I’ve been a fan of letterpress for years, ever since doing a short course doing traditional type setting and printing. It’s not really something that you can easily do at home, with the equipment being vintage, heavy and expensive, but I always jump at the opportunity to check out other people’s presses. So when the Whiteman Park Print Shop decided to run WA’s inaugural Wayzgoose, open to both printmakers and enthusiasts like me, I had to sign up.

What’s a Wayzgoose?

A Wayzgoose was traditionally an yearly event in which a master printer would give his printers a day off to have a celebration – or as Ann from Whiteman Park described it, “an excuse for a big piss-up”. In modern times though, it’s usually a meeting of local print makers to get together and celebrate their craft. There’s some contention about the origins of the term “Wayzgoose”, but I like the explanation that it refers to the way a drunken person walks similar to the swaying of a goose.

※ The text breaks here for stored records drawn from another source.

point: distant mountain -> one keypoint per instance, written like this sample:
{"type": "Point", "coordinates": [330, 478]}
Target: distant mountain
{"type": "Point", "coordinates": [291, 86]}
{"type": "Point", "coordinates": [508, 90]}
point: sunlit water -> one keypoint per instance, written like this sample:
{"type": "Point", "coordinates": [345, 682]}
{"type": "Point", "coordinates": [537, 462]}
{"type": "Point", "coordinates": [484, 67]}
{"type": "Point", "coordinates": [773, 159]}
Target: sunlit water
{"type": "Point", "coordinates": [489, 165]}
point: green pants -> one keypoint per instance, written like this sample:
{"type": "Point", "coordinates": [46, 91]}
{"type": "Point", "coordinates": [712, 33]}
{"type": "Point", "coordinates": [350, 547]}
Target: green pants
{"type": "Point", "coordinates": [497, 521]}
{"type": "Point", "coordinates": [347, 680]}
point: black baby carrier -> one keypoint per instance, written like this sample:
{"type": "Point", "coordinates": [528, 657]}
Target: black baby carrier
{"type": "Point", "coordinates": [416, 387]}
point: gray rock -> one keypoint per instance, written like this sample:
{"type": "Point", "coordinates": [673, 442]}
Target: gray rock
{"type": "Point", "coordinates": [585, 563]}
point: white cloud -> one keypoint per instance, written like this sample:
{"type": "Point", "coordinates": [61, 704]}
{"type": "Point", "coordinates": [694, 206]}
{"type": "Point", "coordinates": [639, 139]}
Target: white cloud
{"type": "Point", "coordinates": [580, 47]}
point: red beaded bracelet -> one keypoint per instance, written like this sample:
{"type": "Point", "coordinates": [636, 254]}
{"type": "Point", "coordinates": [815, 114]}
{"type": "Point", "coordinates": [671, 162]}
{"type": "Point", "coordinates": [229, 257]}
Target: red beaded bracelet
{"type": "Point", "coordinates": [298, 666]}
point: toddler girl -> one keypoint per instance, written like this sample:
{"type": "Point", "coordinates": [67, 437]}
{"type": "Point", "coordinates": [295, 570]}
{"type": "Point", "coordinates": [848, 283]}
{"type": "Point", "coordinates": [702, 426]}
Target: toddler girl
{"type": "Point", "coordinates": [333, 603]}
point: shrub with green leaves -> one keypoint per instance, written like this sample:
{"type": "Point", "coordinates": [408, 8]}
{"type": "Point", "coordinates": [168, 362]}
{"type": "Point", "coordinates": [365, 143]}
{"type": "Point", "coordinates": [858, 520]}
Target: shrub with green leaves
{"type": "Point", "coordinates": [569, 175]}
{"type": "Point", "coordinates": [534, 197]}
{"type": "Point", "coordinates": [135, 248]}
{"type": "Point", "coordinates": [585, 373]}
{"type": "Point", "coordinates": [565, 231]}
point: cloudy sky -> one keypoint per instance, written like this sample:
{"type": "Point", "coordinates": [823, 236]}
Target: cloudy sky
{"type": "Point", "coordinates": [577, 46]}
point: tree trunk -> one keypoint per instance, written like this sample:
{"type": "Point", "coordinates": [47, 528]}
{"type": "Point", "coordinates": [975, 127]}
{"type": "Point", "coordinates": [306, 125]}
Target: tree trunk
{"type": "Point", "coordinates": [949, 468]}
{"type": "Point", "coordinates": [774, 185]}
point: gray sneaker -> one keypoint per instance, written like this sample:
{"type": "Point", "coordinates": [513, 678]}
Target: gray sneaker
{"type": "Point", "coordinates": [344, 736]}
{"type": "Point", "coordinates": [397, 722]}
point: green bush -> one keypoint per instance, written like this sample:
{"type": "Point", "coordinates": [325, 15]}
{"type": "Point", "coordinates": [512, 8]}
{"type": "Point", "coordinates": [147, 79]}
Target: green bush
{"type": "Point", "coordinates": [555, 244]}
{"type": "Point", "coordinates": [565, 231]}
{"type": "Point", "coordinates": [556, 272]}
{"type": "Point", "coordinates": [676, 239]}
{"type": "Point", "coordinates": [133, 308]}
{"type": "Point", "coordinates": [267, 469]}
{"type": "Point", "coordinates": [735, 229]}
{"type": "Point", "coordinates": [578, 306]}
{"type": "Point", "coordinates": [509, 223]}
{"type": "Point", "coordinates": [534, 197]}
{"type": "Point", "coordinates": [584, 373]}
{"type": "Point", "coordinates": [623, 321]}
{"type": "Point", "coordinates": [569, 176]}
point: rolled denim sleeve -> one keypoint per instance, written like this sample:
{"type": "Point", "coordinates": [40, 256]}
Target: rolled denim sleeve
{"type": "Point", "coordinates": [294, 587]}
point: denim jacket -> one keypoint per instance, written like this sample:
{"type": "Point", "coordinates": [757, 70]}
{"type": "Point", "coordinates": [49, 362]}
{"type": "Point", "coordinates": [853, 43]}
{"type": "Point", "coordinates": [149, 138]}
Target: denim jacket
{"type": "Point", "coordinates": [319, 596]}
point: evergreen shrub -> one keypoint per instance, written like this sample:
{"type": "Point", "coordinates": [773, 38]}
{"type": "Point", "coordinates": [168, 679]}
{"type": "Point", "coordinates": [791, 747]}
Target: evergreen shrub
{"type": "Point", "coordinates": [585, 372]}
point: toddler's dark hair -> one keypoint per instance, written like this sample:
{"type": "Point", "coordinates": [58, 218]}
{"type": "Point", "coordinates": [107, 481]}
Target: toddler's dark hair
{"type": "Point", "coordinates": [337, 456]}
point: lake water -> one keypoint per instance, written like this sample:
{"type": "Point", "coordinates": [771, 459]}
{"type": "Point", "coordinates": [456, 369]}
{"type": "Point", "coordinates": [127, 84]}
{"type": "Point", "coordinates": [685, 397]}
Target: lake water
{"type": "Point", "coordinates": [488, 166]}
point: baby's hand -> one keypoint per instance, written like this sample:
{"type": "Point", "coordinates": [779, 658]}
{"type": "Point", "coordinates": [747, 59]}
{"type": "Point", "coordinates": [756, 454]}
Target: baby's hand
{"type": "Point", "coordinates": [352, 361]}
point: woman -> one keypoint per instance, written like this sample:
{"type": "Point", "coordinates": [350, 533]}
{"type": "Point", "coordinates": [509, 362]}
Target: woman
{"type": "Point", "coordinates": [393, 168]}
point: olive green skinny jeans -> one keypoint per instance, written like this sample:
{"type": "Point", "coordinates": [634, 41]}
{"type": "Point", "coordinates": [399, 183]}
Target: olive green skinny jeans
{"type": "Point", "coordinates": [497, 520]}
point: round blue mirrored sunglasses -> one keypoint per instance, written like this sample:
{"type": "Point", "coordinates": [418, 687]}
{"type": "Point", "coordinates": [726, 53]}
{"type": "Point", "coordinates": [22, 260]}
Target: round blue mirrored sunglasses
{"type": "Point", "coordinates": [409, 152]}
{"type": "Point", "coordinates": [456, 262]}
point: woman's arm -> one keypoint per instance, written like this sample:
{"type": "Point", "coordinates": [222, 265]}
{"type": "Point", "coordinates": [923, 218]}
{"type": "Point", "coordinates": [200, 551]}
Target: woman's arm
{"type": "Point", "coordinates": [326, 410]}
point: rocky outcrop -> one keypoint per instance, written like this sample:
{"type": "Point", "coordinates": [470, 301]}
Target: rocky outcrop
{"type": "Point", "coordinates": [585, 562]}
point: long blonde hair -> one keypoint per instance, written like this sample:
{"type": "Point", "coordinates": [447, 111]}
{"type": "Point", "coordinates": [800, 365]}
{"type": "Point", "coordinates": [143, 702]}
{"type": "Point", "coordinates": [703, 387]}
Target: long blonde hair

This Wayzgoose didn’t involve drinking any alcohol (especially since we were using the letterpress machines, which I wouldn’t want to do without all my wits about me) – instead there were talks, a screening of the film “Pressing On”, letterpress demonstrations and some hands on activities.

There was an interesting mix of attendees, with professional printmakers, historians, lettering artists, crafters and designers. There’s so much love and interest in these old machines and traditional crafts, which have helped give letterpress a bit of a comeback as an artisan craft.

I’m always fascinated by how these complex and quite mechanical machines work – all the cogs, dials and levers are on display, in contrast to the clean and hidden internals of modern machinery. It all feels very Dieselpunk and mesmerising to watch. Like the other designers at the Wayzgoose, I love the hands-on and tactile nature of letterpress as a contrast to working on a screen.

The best bit for me was casting my own name using bronze casts and a Ludlow machine with molten lead – gonna have to figure out how to make this into a stamp!

It was an awesome day, and I can’t wait to see what they come up with for the next one! If you’re interested in finding out more about letterpress, the Whiteman Park Print Shop run letterpress workshops which look like a great introduction.